Cognite Function: Specification of Cognite Function runtime environment


Hi!

 

We are developing a monitoring solution that depend on deployed Cognite Functions running our Python backend.

 

What is the exact environment for a Cognite Function? How is the container configured? We would like to test our backend code in a runtime environment as close as possible to the deployed environment. Currently we build a docker image and execute our tests within the image based on “FROM python:3.11-slim”, and install all our dependencies here.

 

How can we configure the environment to be as similar as possible to a Cognite Function? Is there a publicly available image we can base our container on that would ensure a more similar environment? Or is our current method “good enough”?

 

All help appreciated!

Anders


3 replies

Hello Anders!

Thanks for reaching out! 

Currently, we do not provide explicit details about the underlying containers, and there is no publicly available base-image (that is a good idea, maybe something we can look into). Are you asking specifically for the python-environment or for the whole container environment? 

You are correct in that we are basing them off of the python-slim images, so that is definitely a good place to start.
We do however need to install some packages related to our own infrastructure and these might vary over time, which is why we are a bit hesitant to publish a specific set of dependencies. 

 

It is possible to introspect the environment from a running Cognite Function if you are interested in the exact python packages / package versions installed, for instance using the `pip`-package. 

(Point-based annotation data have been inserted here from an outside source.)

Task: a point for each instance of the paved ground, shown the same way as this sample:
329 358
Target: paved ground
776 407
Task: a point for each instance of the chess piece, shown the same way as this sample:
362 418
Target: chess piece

When it comes to what is good enough, I can’t really say from my end. Are you experiencing a lot of issues related to mismatching environments? 

 

Kind regards,

Ivar 

Userlevel 2

Hi,

In addition to what @Ivar Stangeby is saying, you may want to check out https://developer.cognite.com/sdks/toolkit/references/configs#running-functions-locally

It allows you to run functions in a local environment with environment variables and the right packages installed.

Greger

Thank you for the fast feedback!

We were interested in reproducing not only the python environment but also the more general system environment. The reason we were looking into this is that sometimes we get weird behavior and errors that never occur in our local virtual environment and only in the deployed functions. We are having a hard time reproducing the error consistently, and wanted to eliminate as many variables as possible in our debugging.

@greger Thanks for the tip! I was not aware of this. We will check this out and see if we can incorporate this into our workflow. It looks like it would speed up our testing/debugging significantly!